No change is more dramatic than when a reservoir floods its banks and seeps into forests, fields and the yards of lakeside homes. If the water stabilizes above full pool for several days, bass will move up past the inundated shoreline and into terrestrial habitat that's normally home to squirrels and rabbits.

The biggest problem is the overwhelming excess of cover. When bass scatter into flooded woodlands, for example, they can set up next to any stump, tree, log, windfall or bush in a virtual maze of similar cover. It is grossly inefficient to fish every potential bass lair you encounter. How do you improve your odds?

That's what Elite Series angler Brian Snowden of Reeds Spring, Mo., was asking himself when he fished a large, open tournament at Truman Reservoir in June 2001. Torrential rains before the tournament had raised Truman 20 feet above normal pool, and the muddy water reached far back into trees that normally stand on dry land.

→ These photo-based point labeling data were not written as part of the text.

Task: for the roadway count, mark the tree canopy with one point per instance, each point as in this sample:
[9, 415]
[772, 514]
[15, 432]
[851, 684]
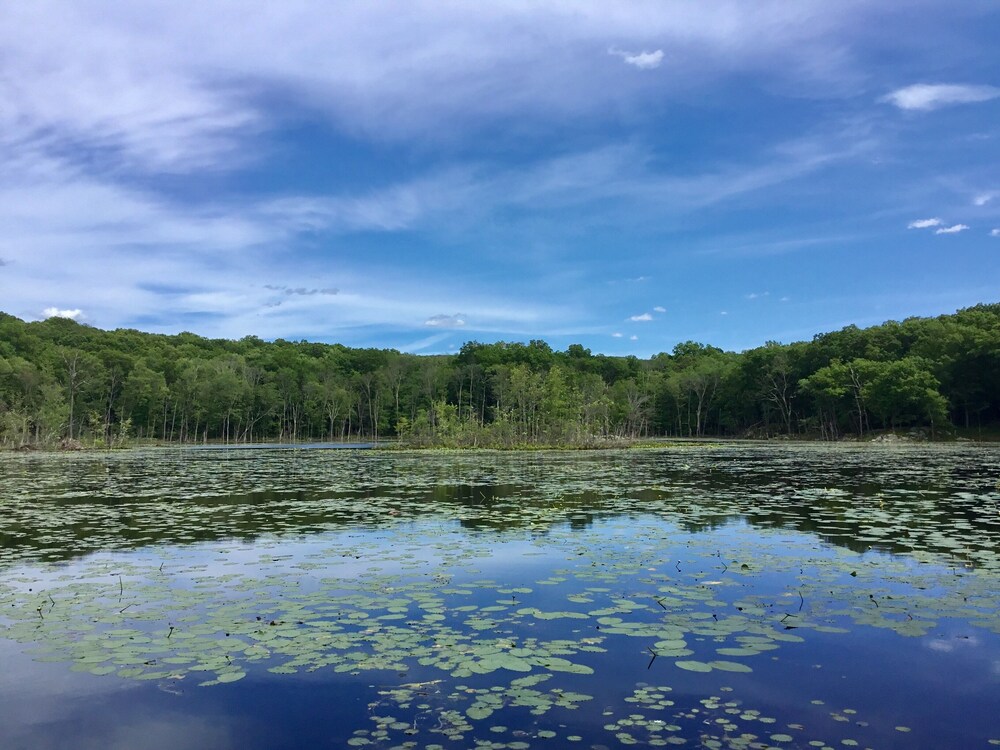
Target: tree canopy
[61, 380]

During practice days, Snowden forged into the flooded woodlands with a flippin' rod and tried to piece together a place or pattern that would hold up when the tournament started. He soon realized this was futile. While most of his competitors continued fishing in the trees, Snowden left and searched for isolated cover.

Isolated Cover

"Isolated cover eliminates needle-in-a-haystack fishing," Snowden says. "It limits the places where a bass can be."